4. Se poser les vraies questions : derrière les conflits, derrière les différentes situations activantes que l’on peut avoir, se cachent des peurs et des blessures. Premier temps, il est important de voir quand on est « activé », c’est à dire dès que l’on ressent une tension à l’intérieur de nous liée au déclenchement du système orthosympathique nous préparant à l’action. Et dès que nous sommes « activés », notre capacité de discernement diminue et notre « bas mental », c’est-à-dire le petit vélo qui se met en route automatiquement dans notre tête, prend le pas sur le « haut mental » (higher mind) qui « voit » les choses avec discernement et clarté. En effet, le siège de cette pensée fine, intuitive et claire se situe dans le cortex préfrontal, lequel est inhibé lors d’une phase de stress. De ce fait, non seulement l’activation déclenche notre cerveau reptilien, totalement incapable de répondre à la situation, mais en plus les forces fines et puissantes qui pourraient nous aider sont bloquées par les hormones de stress qui se déclenchent dès qu’on se sent agressé. Pour sortir de cet enfermement où la chimie de notre cerveau nous entraine malgré nous, nous pouvons essayer de garder un peu de lucidité en nous posant les bonnes questions, qui consistent à se détacher de la situation actuelle pour observer notre comportement. Voici quelques unes des bonnes questions que l’on peut se poser dans ce type de situation :

  • De quoi ai-je peur ? Il y a toujours des peurs derrière les colères, les fuites et les inhibitions-soumissions qu’il s’agit d’aller débusquer. Les voir, sans se laisser aller dans ses peurs, peut aider à débrancher le système de survie qui nous met dans cet état d’agressivité ou de soumission.
  • Qu’est ce que je rejoue de mon enfance ? Ce que je vis maintenant n’est souvent pas en rapport au présent. Je me replace dans des schémas de mon enfance, en projetant sur l’autre des choses qui ne lui appartiennent pas. Qui est finalement là en face de moi ? Mon père, ma mère, un autre membre de ma famille? Qui je projette sur l’autre?
  • Est ce que c’est bien cela qu’il (ou elle) m’a dit ? Nous tendons à interpréter les propos de l’autre à l’aune de notre propre histoire et de notre propre vision du monde. Il s’agit d’essayer d’aller voir derrière notre première interprétation pour chercher le sens de ce que l’autre a dit. Une bonne façon d’éviter la mauvaise interprétation consiste à reformuler ce qui a été dit. Si la reformulation correspond, le locuteur se sent compris et entendu. Sinon, cela signifie qu’il y a eu une distorsion des propos. Il s’agit alors de réécouter avec bienveillance en essayant réellement de comprendre ce que l’autre a dit.

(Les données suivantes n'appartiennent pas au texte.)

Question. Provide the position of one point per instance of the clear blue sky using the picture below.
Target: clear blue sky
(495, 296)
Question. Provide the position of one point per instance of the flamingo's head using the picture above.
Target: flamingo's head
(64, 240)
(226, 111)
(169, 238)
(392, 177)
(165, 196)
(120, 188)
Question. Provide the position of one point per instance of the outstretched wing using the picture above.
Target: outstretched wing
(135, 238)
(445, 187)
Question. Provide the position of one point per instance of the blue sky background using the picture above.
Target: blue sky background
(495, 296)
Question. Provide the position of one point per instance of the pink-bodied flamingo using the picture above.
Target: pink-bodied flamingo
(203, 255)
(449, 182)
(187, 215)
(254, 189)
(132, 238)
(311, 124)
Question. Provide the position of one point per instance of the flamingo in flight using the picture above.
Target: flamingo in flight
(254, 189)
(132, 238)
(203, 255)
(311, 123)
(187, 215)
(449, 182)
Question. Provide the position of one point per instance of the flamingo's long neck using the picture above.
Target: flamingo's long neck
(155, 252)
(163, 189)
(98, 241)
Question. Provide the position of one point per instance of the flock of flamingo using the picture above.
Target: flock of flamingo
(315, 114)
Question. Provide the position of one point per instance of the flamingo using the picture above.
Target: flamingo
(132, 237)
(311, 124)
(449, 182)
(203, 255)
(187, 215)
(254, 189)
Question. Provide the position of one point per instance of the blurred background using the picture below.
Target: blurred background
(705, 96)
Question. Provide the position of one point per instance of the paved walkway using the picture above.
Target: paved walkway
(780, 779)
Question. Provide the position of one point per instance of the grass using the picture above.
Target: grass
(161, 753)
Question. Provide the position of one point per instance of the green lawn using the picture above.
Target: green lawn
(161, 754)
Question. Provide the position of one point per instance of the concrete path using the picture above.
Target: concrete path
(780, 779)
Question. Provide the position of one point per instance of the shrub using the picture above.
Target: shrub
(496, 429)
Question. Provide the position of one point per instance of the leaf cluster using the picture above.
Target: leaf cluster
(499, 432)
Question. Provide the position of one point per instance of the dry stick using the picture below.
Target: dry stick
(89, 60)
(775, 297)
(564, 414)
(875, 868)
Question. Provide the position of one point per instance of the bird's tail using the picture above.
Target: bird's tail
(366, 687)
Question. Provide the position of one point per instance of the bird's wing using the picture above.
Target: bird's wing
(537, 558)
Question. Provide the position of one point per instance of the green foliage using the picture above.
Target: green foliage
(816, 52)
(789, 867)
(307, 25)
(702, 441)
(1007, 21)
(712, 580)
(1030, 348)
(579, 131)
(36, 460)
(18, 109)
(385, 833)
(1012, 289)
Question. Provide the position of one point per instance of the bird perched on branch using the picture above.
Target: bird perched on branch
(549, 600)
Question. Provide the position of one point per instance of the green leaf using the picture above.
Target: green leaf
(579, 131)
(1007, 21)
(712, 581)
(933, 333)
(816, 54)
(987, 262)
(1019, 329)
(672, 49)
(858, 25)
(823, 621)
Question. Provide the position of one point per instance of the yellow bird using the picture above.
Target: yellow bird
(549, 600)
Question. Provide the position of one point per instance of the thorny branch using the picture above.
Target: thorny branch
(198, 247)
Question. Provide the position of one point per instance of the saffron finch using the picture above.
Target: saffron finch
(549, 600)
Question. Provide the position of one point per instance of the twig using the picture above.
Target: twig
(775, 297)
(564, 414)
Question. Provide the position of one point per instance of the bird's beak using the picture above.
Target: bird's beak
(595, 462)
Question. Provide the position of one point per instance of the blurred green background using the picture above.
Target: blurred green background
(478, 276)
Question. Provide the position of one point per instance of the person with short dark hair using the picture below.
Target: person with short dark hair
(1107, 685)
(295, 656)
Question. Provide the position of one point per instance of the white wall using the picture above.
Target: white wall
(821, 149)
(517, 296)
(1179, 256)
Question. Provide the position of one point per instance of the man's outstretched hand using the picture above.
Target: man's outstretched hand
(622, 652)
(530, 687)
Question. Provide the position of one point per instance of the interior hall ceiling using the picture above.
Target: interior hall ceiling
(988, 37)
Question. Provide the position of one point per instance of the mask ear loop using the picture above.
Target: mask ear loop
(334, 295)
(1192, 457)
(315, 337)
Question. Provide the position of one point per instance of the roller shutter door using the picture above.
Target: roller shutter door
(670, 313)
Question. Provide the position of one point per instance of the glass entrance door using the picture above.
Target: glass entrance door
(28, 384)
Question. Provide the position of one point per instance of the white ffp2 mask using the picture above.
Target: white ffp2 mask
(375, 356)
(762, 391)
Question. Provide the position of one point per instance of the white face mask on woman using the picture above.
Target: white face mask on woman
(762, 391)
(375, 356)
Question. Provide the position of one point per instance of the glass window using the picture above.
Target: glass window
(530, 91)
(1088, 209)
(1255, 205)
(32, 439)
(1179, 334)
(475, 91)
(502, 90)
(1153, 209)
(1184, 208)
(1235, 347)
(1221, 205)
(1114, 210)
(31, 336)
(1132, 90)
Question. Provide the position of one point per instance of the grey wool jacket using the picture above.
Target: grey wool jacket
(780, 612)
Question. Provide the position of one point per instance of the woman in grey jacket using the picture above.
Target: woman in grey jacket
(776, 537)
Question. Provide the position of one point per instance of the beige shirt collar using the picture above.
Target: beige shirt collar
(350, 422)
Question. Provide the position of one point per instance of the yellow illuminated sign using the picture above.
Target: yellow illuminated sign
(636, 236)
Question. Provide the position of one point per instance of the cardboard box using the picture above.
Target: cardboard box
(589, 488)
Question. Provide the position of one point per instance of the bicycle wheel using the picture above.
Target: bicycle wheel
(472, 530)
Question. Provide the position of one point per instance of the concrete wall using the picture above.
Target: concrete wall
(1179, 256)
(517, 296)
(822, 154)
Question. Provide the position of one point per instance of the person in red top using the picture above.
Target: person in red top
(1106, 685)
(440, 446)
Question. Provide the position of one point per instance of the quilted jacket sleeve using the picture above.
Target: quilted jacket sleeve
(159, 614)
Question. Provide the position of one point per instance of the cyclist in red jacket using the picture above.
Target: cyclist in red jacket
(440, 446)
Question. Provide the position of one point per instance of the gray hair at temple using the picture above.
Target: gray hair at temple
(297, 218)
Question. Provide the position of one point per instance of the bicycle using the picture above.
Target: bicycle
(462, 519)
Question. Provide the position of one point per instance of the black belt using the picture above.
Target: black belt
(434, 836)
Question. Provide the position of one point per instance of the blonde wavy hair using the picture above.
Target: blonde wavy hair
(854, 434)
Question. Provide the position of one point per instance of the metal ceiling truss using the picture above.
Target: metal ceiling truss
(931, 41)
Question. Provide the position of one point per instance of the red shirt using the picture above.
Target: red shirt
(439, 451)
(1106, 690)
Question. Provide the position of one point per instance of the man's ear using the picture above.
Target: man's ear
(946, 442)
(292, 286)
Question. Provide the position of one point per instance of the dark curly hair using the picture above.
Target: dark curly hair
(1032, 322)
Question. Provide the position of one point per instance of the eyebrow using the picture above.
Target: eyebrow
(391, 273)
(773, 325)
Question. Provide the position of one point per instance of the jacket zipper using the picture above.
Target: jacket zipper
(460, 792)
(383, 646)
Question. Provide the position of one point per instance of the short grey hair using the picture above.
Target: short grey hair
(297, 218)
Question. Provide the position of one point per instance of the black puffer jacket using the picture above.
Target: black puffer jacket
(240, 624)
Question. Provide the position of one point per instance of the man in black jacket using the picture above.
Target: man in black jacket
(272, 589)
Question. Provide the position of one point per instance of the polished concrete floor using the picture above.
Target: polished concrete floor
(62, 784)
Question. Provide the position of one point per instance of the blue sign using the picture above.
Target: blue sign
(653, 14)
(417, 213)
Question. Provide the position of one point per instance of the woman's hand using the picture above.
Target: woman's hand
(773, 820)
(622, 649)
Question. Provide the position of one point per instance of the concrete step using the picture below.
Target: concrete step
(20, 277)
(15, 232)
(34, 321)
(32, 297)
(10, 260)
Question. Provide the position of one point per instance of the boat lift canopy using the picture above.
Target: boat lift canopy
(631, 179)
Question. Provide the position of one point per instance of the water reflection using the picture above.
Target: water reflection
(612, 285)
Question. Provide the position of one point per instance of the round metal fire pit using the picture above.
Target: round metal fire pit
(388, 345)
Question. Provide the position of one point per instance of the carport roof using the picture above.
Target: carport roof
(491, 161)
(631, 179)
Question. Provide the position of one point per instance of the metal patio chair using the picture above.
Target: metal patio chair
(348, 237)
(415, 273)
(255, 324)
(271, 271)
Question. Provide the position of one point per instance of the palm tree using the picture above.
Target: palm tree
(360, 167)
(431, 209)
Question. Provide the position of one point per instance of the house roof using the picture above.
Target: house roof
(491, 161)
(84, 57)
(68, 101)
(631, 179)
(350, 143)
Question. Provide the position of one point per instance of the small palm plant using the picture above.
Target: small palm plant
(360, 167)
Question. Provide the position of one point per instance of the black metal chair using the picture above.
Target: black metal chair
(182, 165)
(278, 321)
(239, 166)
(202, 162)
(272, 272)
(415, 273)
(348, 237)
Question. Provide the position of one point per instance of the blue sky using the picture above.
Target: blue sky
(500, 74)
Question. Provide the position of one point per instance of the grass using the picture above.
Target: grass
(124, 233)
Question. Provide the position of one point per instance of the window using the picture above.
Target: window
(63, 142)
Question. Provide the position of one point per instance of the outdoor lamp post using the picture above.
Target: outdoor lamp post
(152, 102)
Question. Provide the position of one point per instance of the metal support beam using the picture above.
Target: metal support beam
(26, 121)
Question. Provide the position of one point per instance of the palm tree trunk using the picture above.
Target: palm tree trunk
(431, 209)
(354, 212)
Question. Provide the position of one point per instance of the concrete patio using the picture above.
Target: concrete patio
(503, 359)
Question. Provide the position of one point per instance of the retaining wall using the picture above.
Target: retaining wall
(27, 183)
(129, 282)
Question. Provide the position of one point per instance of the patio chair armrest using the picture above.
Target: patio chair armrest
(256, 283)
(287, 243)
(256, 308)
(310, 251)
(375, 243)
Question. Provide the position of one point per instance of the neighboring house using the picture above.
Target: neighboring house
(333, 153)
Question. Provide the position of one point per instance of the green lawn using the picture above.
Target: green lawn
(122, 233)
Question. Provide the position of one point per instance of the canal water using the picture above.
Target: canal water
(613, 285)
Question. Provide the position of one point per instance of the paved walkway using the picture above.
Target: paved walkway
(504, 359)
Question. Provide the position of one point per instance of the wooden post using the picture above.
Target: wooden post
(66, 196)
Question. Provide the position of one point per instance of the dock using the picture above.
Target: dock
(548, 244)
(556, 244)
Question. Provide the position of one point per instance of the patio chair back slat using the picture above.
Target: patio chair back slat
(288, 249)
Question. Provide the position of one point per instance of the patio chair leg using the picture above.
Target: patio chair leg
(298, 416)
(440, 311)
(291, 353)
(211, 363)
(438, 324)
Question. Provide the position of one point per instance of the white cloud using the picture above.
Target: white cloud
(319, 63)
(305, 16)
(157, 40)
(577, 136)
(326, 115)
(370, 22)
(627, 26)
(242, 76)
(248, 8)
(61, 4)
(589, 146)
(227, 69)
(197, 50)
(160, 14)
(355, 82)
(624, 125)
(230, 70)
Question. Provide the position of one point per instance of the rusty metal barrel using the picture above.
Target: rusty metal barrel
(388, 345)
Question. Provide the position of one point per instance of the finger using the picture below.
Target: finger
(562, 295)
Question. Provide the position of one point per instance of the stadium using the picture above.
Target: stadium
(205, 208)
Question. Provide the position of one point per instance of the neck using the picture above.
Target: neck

5. Ne pas en rajouter et s’éloigner. Lorsque l’activation est là, il est très difficile de rester lucide. Tout en nous a été créé pour réagir rapidement à une situation dangereuse, en diminuant notre intelligence et notre discernement. De ce fait, quand une situation de crise éclate, il est parfois plus judicieux de simplement s’éloigner le temps que l’activation de l’orthosympathique et les hormones de stress redescendent et soient éliminées dans une autre activité si possible avec du mouvement.

La paix est toujours là

La paix et l’amour sont toujours là, présents en nous. Il n’y a pas d’effort pour faire la paix. Il n’y a qu’à baisser nos défenses et nos projections. L’effort consiste à dépasser les résistances, à oser ouvrir les bras, à reconnaître nos erreurs et notamment toutes les projections que nous mettons sur l’autre. Il ou elle n’est pas ce monstre qui nous fait réagir. Il s’agit juste de nous rejoindre dans l’amour, de recréer cet espace d’intimité, sans mots, sans mental et sans jugement, de laisser les corps s’aider mutuellement à se reconnecter, à se ré-harmoniser. Il n’y a rien à faire, si ce n’est à casser le mur de défense, ce système de protection qui nous enferme et nous isole de la vie, pour laisser à nouveau couler les flots de l’amour.